Mampukah perpustakaan benar-benar terbebas dari sensor?. Wallahu a’lam
bi shawab.
Catatan:
[1] Article 19 of
the Universal Declaration of Human Rights (1948) menyebutkan bahwa : “Everyone
has the right to freedom of opinion and expression: includes freedom to hold
opinions without interference and to seek, receive and impart information and
ideas through any media and regardless of frontiers”.
[2] Resolution on
freedon of expression, censorship and libraries. IFLA/FAIFE. 16 Des 2009.

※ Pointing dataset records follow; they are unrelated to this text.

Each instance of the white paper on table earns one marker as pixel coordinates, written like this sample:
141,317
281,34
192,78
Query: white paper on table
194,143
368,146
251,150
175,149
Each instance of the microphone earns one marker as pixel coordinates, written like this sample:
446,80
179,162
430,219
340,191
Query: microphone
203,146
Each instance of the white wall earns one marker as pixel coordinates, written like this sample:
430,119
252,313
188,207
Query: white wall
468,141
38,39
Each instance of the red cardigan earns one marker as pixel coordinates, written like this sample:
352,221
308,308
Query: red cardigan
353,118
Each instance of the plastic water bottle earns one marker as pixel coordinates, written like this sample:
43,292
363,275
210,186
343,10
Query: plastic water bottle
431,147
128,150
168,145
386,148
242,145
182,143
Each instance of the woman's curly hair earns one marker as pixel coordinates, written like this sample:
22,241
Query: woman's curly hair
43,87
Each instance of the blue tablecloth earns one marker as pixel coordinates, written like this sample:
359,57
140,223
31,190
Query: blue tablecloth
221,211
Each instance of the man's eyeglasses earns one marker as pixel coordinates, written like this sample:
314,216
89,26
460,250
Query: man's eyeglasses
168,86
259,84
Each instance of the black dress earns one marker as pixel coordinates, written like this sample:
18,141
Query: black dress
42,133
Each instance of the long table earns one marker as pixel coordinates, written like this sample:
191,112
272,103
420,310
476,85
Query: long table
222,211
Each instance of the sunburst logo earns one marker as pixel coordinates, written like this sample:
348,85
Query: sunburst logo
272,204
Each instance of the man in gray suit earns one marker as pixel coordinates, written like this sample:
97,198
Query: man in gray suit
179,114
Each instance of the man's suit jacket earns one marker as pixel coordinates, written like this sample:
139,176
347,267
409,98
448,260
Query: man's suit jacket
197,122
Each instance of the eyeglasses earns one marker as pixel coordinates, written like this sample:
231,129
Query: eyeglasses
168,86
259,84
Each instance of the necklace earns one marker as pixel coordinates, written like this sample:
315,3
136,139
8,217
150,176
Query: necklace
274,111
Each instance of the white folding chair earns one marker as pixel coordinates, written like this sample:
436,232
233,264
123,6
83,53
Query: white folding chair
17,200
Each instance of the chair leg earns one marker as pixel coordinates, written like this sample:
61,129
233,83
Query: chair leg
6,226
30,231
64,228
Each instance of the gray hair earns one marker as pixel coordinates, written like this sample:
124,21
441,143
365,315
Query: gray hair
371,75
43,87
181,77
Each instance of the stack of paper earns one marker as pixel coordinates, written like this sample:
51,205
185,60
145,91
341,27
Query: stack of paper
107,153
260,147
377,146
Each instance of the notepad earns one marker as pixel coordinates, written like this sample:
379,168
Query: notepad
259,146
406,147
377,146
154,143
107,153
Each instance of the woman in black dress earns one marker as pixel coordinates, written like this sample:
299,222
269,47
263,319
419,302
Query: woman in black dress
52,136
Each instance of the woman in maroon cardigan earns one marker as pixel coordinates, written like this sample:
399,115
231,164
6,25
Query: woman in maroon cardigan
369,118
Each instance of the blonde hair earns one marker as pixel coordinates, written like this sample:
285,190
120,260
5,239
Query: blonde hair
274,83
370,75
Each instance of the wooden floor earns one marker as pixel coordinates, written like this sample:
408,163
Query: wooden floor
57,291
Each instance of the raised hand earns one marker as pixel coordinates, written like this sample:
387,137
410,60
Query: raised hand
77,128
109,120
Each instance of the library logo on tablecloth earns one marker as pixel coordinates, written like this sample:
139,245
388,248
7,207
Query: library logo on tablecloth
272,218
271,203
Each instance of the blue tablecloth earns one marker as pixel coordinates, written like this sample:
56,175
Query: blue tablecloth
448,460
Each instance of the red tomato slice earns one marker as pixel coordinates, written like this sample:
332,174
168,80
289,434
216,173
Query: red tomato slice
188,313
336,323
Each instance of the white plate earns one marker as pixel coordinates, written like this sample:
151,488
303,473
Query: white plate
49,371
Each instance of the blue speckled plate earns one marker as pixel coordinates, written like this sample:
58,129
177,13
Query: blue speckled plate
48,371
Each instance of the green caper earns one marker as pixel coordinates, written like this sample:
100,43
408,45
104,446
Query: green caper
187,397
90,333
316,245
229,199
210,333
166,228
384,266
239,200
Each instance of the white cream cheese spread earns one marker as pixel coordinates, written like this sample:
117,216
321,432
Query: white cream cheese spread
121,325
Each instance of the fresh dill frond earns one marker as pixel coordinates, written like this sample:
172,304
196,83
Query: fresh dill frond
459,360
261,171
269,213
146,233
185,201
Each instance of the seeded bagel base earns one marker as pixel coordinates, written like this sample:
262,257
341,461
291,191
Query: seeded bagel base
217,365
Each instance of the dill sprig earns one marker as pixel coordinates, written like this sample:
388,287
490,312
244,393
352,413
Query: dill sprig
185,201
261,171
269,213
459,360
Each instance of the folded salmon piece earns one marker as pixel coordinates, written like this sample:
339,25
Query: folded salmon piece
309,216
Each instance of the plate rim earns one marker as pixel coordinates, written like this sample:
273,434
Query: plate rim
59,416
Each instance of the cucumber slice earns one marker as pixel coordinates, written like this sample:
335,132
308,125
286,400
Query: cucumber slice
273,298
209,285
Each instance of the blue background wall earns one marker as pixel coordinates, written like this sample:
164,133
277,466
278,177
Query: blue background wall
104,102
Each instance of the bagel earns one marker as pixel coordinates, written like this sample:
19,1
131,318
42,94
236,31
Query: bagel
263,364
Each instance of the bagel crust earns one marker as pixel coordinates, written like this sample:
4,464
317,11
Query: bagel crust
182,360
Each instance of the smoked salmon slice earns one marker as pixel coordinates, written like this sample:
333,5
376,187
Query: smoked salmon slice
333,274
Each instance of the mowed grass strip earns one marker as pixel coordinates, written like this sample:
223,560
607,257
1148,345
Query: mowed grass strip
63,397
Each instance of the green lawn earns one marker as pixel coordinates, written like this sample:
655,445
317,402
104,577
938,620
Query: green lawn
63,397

<http://archive.ifla.org/faife/policy/paris_e.htm>
[3]LIANZA.Statement and
Intellectual fredom. <http://www.lianza.org.nz/about/governance/statements/intellectual-freedom.html>
[4] “Campaign
Against Censorship in UK Public Libraries: defending Intellectual freedom for
all” Tke Library Association, 1998.
[5] Intellectual
Freedom Handbook. 5th Ed. the American Library
Association. 16 Des
2009.<http://www.txla.org/pubs/ifhbk.html#ALA-LBR>
[7] Seminar
internasional tentang”Libraries Before and After Reunification” pada tanggal 10
Desember 2009 di Perpustakaan Fakultas Ekonomi Univrsitas Indonesia.
[8]Pasal 17, Peraturan
Pemerintah Nomor: 70 TAHUN 1991 Pelaksanaan Undang-Undang Nomor 4 Tahun
1990 Tentang Serah-Simpan Karya Cetak Dan Karya-Rekam
[9] Pasal
31, Peraturan Pemerintah Republik Indonesia Nomor 23 Tahun 1999 Tentang
Pelaksanaan Serah-Simpan Dan Pengelolaan Karya Rekam Film Ceritera Atau Film
Dokumenter
[10] Selection
Versus Censorship in Libraries. 16 Des 2009.